Hide: Overrated

Reputation and hype combined often breed excess expectation. At Hide, take a highly talented chef, an alleged £20m investment, a wine joint venture with nearby Hedonism and anticipation levels can quickly become stratospheric. Gain a Michelin star within a year of opening and you’re in a whole different galaxy. Reviewers need to be sceptical by nature, but not since Sexy Fish have I been so underwhelmed by a London venue.

There is no doubting Hide’s ambition: three floors, from fine dining at the top to a cocktail bar at the bottom separated by a beautifully carved wooden staircase (which apparently cost a mere £1m) and more staff than covers (200 versus 180) on hand to take care of your every need. This, however, is where the problems begin. Clearly wine is part of the angle here, so no surprise to have a server offer us an iPad with the 4,000-bin list. Yet, does this device offer details on wines by the glass? No; you need a separate list for that. And, what about a beer (as requested by one of my comrades)? No; yet another list. So, before even getting onto the food, our table was covered in different menus and we had had to interact with around half a dozen different staff members just to get a pre-dinner drink. Having staff on hand is better than not having them at all, but when you get asked every three minutes by a different person whether you’ve decided on your food choices, this is not relaxing; it’s not even good service, it’s intrusive and over-bearing. Even if Hide does have to turn tables every two hours, no diner ever wants to feel under pressure.

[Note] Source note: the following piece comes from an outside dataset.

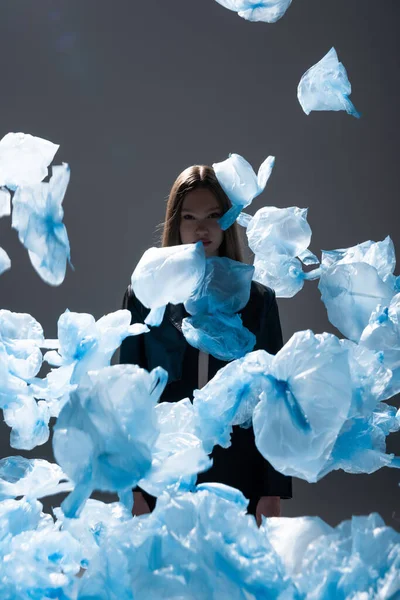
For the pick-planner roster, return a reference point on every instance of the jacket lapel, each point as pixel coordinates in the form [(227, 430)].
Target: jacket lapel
[(176, 313)]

Onto the food, and the story here is style over substance. No doubt, Ollie Dabbous has deserved pedigree, but the menu conception struck us as more about delivering easily Instagram-able dishes at prices pitched for wealthy Mayfair hedge funders and visiting out of towners whose currencies are markedly stronger than the British Pound – the sort of people who don’t mind paying over £40 for, say, a pigeon. Portion sizes also border on the stingy – again perhaps a deliberate nod to many of the actively Instagramming waif-like diners we witnessed. It’s hard to get a starter and a main in the ground floor restaurant for less than £60, so the least you should expect is to be properly fed at this price point. The food we did eat was by no means flawless either, a sentiment shared by all three in our group. While a wonderfully creamy chicken liver parfait paired with an out-of-this-world fig and hibiscus chutney (pictured) stood out as a marked highlight from our shared starters, my much-discussed pigeon main underwhelmed. It certainly looked beautiful, presented on a bed of festive pine and already sliced, but the whole experience was over in little more than a half-a-dozen mouthfuls – so the equivalent of a mere £7 a bite. Value for money? No. An experience? Yes, and especially the people-watching. Worth repeating? Only if someone else were paying.